On a side note...I have been doing some spring cleaning around here (no, my house is still a mess). The last few posts have been sitting around gathering dust in the draft post area for a while. I have been cleaning them out to make was for new spring posts (with real light). I have been working little by little for over a month on a recipe index and welcome page. Who knew it took so long to create links to nearly 200 recipe pages! This place is always a work in process, but this one has been a little more than blowing the dust off. This is the last of the old posts, so sometime tomorrow I am going to make the site private for a bit to do a little re-construction project. I'm hoping to get everything back up on Friday with a great recipe to make use of all those strawberries you have stocked up on. See you soon!
Cinnamon Swirl Biscuits
from Cook's Illustrated
2 cups unbleached all-purpose flour
2 teaspoons granulated sugar
2 teaspoons baking powder
1/2 teaspoon table salt
1 1/2 cups heavy cream
2 tablespoons dark brown sugar
2 teaspoons ground cinnamon
1 tablespoon unsalted butter , melted
1 tablespoon egg white
1/2 cup confectioners' sugar
dash vanilla extract
Adjust oven rack to upper-middle position and heat oven to 425 degrees.

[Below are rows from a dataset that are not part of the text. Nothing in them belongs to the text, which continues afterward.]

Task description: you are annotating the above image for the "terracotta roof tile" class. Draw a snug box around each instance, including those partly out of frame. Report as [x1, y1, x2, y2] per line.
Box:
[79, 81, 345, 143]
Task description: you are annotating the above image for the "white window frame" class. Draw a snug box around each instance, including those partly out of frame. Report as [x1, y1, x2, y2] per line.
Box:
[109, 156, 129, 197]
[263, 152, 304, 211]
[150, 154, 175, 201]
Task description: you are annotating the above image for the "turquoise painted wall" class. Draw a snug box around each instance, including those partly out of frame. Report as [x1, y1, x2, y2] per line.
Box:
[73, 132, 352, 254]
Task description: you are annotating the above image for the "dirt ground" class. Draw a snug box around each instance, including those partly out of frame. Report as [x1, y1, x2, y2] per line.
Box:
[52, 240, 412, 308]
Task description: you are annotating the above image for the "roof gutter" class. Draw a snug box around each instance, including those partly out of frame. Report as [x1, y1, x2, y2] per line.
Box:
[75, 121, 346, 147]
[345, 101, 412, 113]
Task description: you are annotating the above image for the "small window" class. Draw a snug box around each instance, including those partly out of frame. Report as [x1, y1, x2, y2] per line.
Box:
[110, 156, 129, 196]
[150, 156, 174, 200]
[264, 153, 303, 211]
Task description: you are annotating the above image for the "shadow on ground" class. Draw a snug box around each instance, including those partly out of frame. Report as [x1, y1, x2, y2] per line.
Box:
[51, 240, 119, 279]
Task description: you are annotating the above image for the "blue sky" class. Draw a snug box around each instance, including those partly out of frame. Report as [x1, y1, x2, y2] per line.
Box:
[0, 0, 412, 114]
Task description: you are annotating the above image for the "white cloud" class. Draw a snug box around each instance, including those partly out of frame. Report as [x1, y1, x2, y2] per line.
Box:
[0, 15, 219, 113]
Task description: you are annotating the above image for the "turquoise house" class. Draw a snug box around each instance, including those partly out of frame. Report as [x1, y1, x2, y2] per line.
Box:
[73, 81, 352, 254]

Stir together brown sugar and cinnamon in small bowl; set aside.
Whisk together flour, sugar, baking powder, and salt in medium bowl. Add 1 1/4 cups cream and stir with wooden spoon until dough forms, about 30 seconds. Transfer dough from bowl to counter top, leaving all dry, floury bits behind in bowl. In 1 tablespoon increments, add up to 1/4 cup cream to dry bits in bowl, mixing with wooden spoon after each addition, until moistened. Add these moistened bits to rest of dough and knead by hand just until smooth, about 30 seconds. Roll dough into 9- by 12-inch rectangle, about 3/8 inch thick.
Brush surface of dough rectangle with melted butter and sprinkle evenly with brown sugar mixture. Following illustrations below, roll, cut into 8 rounds, flatten, and arrange biscuits in ungreased 10-inch pie plate; bake until golden brown, about 25 minutes.
While biscuits are baking, whisk together egg white, confectioners’ sugar, and vanilla in small bowl until smooth and glossy, about 1 minute. Spread icing over hot biscuits.